I was immediately pulled into this story, Nicola was believable and likable. Her journey rang true for me. I was definitely immersed into her world; her fears, her hesitancy, her desire....all of that. Then there is Rob. Man, at first I wasn't so sure because when I last me him he was a young boy. But wow, Kearsley matured him and the character he grew into was admirable....he endeared himself to me. An aspect that I appreciate about kearsley's storytelling is the love interests that she places within the pages. Even those love interests that fell a bit short for me where written with a tension that revealed itself but did not flaunt.


The relationship between Nicola and Rob never felt forced, or rushed....it developed with the right balance. There is nothing gratuitous about the relationship between Nicola and Rob, the author did a superb job. But it wasn't just Nicola and Rob that held my attention, it was also those from the past. The characters carried their own; they're believable. Both worlds, and those who lived in them captured my attention completely.


Seriously, the two storylines --- the present and the past --- were so well written. They flowed back & forth smoothly. I would be remiss to not mention the actual plot itself was riveting.

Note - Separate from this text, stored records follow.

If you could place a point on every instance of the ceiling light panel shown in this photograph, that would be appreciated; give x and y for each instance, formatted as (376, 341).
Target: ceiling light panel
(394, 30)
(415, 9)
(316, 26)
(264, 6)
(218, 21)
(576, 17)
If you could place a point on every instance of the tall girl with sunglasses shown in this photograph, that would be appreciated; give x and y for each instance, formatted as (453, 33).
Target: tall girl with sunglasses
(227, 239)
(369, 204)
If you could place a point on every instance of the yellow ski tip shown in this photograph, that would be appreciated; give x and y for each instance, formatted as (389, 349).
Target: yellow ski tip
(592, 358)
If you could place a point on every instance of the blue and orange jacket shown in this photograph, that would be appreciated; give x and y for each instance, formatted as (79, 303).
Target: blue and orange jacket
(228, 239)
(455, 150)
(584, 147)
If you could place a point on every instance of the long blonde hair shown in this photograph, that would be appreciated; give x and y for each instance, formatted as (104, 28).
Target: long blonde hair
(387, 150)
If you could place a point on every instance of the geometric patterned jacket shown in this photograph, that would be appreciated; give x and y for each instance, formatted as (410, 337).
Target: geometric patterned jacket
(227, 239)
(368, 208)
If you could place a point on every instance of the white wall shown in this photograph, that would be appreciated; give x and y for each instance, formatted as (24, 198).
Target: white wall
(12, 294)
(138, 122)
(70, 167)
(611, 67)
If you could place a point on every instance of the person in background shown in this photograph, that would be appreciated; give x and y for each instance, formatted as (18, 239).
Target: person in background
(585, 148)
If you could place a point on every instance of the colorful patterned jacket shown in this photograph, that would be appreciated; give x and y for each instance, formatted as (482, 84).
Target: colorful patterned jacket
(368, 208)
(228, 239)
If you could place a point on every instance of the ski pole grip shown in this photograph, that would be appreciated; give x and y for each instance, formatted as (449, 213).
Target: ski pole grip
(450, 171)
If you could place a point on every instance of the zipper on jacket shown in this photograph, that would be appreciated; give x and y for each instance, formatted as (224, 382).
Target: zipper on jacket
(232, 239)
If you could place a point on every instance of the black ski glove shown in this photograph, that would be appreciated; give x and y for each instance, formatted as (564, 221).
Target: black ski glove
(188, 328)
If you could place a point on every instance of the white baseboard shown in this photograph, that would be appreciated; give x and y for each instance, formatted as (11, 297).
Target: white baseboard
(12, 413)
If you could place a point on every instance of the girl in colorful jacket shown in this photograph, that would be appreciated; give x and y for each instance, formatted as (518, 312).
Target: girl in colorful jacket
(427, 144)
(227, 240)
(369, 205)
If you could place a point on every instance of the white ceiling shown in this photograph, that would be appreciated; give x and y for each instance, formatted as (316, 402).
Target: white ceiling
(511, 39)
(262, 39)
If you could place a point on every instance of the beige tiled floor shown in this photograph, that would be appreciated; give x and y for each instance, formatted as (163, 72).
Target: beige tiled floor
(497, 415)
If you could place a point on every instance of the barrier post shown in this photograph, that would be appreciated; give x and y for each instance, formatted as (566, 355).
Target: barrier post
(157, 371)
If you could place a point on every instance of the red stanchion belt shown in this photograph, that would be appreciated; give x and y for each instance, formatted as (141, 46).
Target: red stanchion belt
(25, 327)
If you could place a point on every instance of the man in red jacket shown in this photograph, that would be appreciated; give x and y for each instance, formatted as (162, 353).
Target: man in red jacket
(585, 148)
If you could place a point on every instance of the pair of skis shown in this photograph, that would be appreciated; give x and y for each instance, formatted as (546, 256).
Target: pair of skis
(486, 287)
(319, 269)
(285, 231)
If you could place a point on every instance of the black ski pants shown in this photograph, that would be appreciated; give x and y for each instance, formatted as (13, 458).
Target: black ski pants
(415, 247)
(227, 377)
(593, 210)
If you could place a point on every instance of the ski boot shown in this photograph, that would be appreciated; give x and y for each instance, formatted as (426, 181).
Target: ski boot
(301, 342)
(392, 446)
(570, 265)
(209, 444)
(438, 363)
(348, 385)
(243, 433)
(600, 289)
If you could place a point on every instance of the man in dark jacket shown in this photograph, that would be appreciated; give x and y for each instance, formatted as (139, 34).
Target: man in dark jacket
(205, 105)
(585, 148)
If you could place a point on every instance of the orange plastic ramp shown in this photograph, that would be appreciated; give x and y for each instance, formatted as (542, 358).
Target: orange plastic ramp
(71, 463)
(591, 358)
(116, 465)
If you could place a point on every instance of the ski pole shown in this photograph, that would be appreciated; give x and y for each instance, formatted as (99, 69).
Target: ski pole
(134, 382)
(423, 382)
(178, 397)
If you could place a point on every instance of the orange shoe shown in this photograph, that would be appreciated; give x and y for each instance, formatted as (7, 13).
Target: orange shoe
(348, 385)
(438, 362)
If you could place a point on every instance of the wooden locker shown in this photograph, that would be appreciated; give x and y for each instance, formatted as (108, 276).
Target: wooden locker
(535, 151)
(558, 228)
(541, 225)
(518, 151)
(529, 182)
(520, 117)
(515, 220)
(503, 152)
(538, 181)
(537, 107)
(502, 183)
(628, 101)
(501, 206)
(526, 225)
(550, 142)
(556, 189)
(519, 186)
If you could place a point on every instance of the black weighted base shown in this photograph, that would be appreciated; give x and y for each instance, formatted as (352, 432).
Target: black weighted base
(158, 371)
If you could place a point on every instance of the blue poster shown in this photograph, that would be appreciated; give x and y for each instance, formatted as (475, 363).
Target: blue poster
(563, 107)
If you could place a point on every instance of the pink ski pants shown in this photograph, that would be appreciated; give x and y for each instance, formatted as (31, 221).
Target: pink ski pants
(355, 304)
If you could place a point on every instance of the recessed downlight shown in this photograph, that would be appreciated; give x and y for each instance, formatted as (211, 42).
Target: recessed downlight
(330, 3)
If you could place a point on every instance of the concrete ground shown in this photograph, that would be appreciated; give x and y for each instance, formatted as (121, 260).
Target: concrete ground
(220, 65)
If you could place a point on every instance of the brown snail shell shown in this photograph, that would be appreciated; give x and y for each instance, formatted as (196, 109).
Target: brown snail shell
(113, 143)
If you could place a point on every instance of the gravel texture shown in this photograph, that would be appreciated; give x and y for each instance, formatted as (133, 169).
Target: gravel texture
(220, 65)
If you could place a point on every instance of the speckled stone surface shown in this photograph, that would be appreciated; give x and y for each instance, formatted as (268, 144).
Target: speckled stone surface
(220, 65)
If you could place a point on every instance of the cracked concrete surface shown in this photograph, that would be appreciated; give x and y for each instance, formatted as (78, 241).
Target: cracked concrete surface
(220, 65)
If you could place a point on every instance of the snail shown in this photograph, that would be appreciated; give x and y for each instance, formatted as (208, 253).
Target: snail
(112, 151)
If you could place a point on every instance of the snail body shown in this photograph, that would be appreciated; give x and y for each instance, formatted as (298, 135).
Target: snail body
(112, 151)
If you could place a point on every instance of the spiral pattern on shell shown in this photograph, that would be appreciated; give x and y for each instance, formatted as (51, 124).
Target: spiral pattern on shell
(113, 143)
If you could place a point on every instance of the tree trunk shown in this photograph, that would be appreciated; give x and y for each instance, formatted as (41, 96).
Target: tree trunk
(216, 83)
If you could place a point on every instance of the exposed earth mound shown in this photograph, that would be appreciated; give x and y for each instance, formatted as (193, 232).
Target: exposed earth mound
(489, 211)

That is another beauty of Kearsley's writing; she has this knack to keep the reader in the dark with wanting more and more regardless if the characters &/or plot captures them. Firebird totally captured me on both fronts and that intensified my wanting to know how it all played out; wanting to know the whats, whys, and hows of the characters' lives.



Bottom line: This book is exactly what I love about Kearsley's writing. The worlds, the characters and the tensions were wonderfully written. The characters were smartly written. The two strong storylines were fabulously woven together. Rob and Nicola made sense, their tension felt real and spot on. The entire story was believable. Firebird superbly fed my geek love for the elements of time-slip, history and romance. Loved this story.


I do believe this is my favorite Kearsley book to date.